The bill states that no prosecution may be undertaken by the U.S. unless the Attorney General certifies that there is reasonable cause to believe that the actual or perceived race, color, religion, national origin, gender, sexual orientation, gender identity, or disability of the person was a motivating factor underlying the alleged conduct of the defendant; or has consulted with State and local law enforcement officials regarding the prosecution and determined that:

  • The State does not have jurisdiction or does not intend to exercise jurisdiction;
  • The State has requested that the federal government assume jurisdiction;
  • The State does not object to the federal government assuming jurisdiction; or
  • The verdict or sentence obtained pursuant to State charges left demonstratively unvindicated the federal interest in eradicating bias-motivated violence. 

The bill would require the Department of Justice collect hate crime statistics on gender and gender identity, as well as those that it is already collecting information on (race, religion, etc). 

Severability Clause:  The bill includes a severability clause stating that if one part or provision of the bill is found unconstitutional, the remaining provisions will not be affected. 
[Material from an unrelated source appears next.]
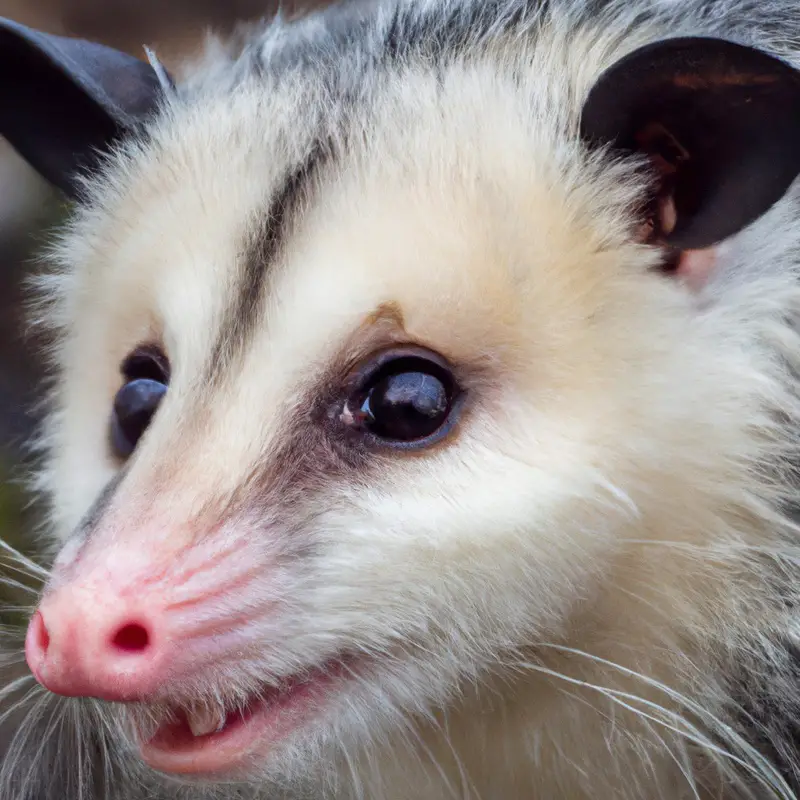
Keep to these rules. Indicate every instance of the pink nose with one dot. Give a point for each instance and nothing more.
(84, 652)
Rule of Construction:  The bill also includes the following rule of construction:  "Nothing in this Act, or the amendments made by the Act, shall be construed to prohibit any expressive conduct protected from legal prohibition by, or any activities protected by the Constitution."  Some may be concerned that this rule of construction is not sufficient to protect individuals, many of whom are religious leaders simply promoting their religious beliefs. 
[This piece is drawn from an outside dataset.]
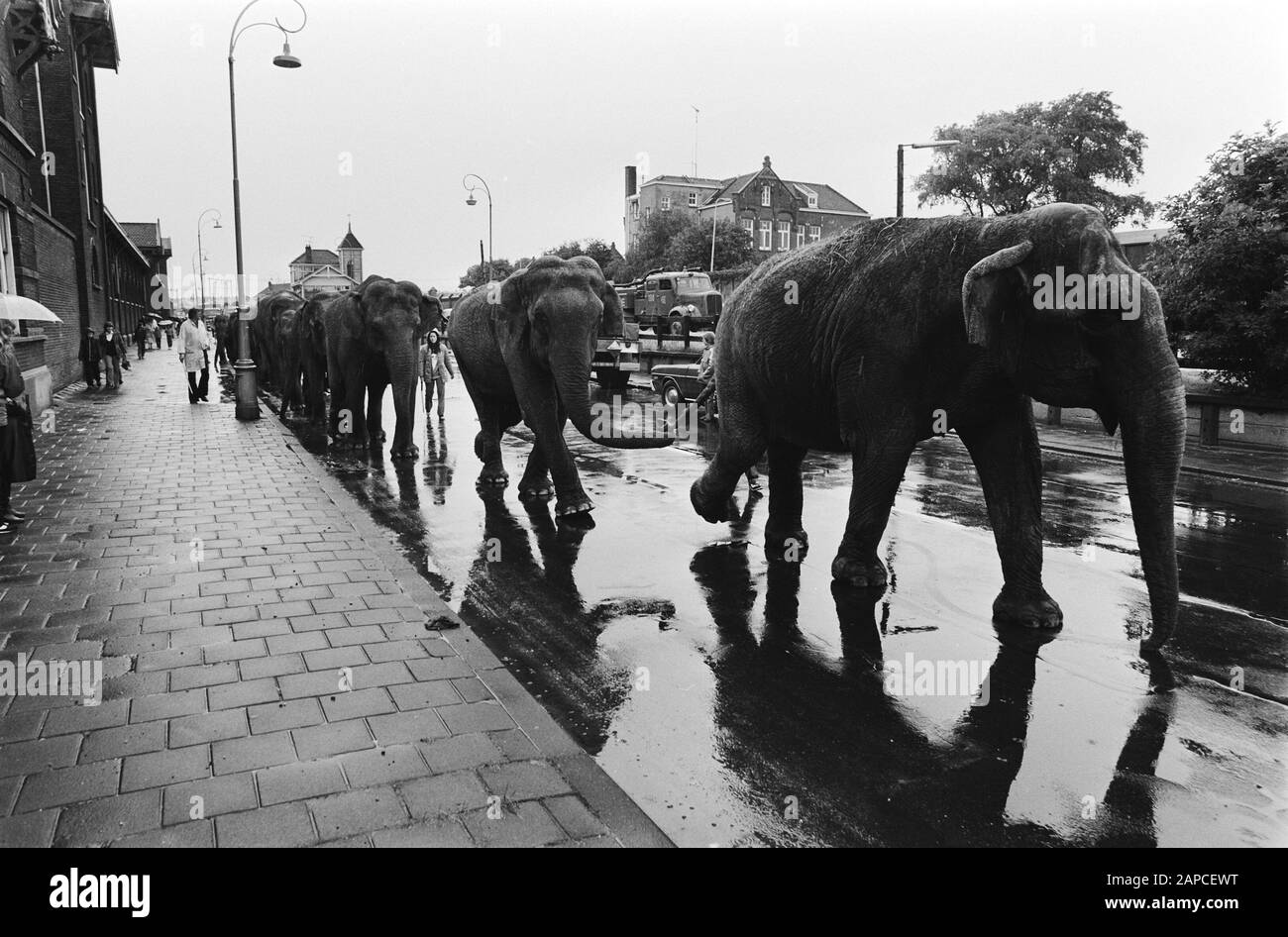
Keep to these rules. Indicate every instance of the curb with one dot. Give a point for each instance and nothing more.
(626, 820)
Amendment in the Nature of a Substitute:  The amendment in the nature of a substitute, which will be enacted upon passage of the rule, makes the following changes to the bill:

  • Clarifies that the bill covers tribal lands;
  • Extends the time for the Attorney General to approve or deny grants to cover expenses related to investigating and prosecution of hate crimes from 30 to 180 days;
  • Clarifies that the District of Columbia, Puerto Rico, and other territories are covered under the bill;
  • Adds dangerous weapons to the list of devices used to attempt to inflict bodily injury; and
  • Bars prosecutions, trials, and punishments for offenses not resulting in death unless the indictment is found or the information is instituted not later than 7 years after the offense.

 

Background

Under current law, hate crimes are defined as any crime of violence that is motivated by the victim's actual or perceived race, color, religion, or national origin.  Federal jurisdiction of hate crimes is limited to specific federally protected activities (i.e. voting, attending public school, jury duty). 
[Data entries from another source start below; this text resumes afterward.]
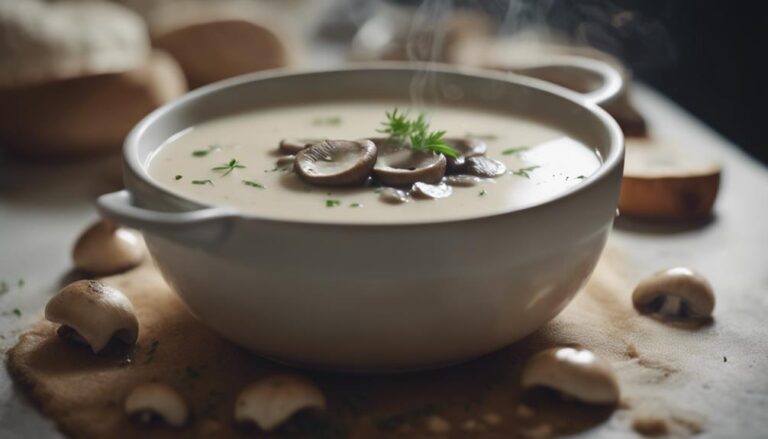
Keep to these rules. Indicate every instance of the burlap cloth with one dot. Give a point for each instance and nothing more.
(84, 393)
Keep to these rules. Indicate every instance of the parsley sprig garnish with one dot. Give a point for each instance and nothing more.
(416, 133)
(229, 167)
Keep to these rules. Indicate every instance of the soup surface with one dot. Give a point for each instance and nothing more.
(541, 163)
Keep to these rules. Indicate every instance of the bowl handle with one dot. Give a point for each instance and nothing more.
(577, 73)
(207, 225)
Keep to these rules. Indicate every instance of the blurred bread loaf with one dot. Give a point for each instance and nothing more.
(41, 42)
(86, 114)
(218, 40)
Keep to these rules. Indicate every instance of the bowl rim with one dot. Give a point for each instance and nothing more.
(137, 169)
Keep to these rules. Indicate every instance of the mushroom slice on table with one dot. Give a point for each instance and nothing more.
(106, 248)
(150, 401)
(482, 166)
(466, 147)
(293, 146)
(575, 373)
(675, 293)
(93, 313)
(272, 401)
(398, 165)
(430, 191)
(336, 162)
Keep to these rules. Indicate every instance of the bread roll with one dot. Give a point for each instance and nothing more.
(662, 183)
(87, 114)
(41, 42)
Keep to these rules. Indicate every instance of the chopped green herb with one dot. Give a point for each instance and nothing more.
(524, 172)
(483, 136)
(205, 152)
(229, 167)
(332, 120)
(252, 183)
(515, 151)
(416, 133)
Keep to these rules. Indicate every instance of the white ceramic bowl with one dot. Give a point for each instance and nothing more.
(376, 297)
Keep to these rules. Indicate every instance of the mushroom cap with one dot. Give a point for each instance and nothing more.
(578, 373)
(398, 165)
(482, 166)
(105, 248)
(43, 41)
(293, 146)
(159, 399)
(336, 162)
(96, 312)
(677, 292)
(466, 147)
(431, 191)
(271, 401)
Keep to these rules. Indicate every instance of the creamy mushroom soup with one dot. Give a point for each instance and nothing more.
(236, 161)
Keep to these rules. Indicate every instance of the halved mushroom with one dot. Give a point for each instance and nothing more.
(150, 401)
(270, 402)
(293, 146)
(393, 196)
(336, 162)
(482, 166)
(576, 373)
(93, 313)
(461, 180)
(430, 191)
(466, 147)
(105, 248)
(398, 165)
(676, 293)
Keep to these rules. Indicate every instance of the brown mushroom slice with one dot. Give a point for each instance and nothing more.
(272, 401)
(466, 147)
(150, 401)
(336, 162)
(293, 146)
(105, 248)
(675, 294)
(398, 165)
(461, 180)
(574, 373)
(482, 166)
(393, 196)
(430, 191)
(93, 313)
(660, 182)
A sentencing enhancement also exists under current law where the offender selects a victim because of the actual or perceived race, color, religion, national origin, ethnicity, gender, disability, or sexual orientation of the victim.  Currently, 45 states have hate crime statutes; 32 State laws include sexual orientation; and 28 include gender.  All States prohibit a variety of violent crimes that constitute "willfully causing bodily injury."

Cost

CBO estimates that H.R. 1913 would cost the federal government $10 million over the 2010-2014 period.